CHICAGO — Now that cannabis and Illinois have made it legal, time has gone a little … haywire. It seems so long ago since Cheech Marin and Tommy Chong gave us the “Dave’s not here” routine. Forty-nine years later, it’s still 83 seconds of stupidly perfect stoner comedy, and without it, just about every commercially successful 21st century pothead odyssey, with side orders of violence and snacking — “Harold & Kumar Go to White Castle,” “Pineapple Express,” dozens more — is unthinkable.
All that belongs to a distant epoch. Not the one our popular culture is figuring out what to do with now.
Does legalizing the forbidden take the funny out of it?
“It’s going to take some of it out,” argues Columbia College Chicago associate professor Ron Falzone, who teaches film and film history. “Part of comedy is dealing with the forbidden, and once something becomes legal it’s not the same.

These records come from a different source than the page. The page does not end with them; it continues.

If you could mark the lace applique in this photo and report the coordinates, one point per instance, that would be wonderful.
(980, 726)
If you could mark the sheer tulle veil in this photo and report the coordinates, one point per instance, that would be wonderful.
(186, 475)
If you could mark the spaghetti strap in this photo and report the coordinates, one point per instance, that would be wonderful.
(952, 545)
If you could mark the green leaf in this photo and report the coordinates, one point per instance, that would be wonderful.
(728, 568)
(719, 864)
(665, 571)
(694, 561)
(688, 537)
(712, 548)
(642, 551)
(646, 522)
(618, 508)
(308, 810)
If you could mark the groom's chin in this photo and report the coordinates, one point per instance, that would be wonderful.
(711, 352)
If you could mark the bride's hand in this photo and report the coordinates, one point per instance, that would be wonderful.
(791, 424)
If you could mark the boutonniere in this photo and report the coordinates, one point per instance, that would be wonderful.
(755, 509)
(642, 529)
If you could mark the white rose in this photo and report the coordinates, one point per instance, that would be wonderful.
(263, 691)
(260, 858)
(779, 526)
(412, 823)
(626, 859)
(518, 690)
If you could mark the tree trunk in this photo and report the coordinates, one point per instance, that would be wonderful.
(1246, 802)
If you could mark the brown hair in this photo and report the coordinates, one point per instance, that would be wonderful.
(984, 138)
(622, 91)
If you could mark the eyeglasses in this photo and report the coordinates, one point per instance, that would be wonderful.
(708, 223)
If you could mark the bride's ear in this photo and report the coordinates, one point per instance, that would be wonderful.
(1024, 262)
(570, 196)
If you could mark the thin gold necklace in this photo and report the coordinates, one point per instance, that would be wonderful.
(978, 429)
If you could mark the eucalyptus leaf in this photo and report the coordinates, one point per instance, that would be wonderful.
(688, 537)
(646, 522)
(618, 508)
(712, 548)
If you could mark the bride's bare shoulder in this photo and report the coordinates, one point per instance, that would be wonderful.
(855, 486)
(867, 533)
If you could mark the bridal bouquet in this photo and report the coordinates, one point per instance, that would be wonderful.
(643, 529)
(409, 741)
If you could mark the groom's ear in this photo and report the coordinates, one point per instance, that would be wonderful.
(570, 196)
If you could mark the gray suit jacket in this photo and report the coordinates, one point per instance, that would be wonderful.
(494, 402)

From a screenwriting perspective I wonder if the actions that characters (in a film, or TV show) take, if they’re using marijuana, will have to be more plausible. More people are going to know what marijuana is, and what it does, and doesn’t do.”
Falzone likens the Illinois cannabis legalization to the 1933 end of alcohol’s Prohibition era. “After Prohibition had turned the entire nation into criminals,” he says, even with the Depression raging “there was this period of elation in the movies.” He doesn’t expect a comparable pop-culture celebration regarding pot.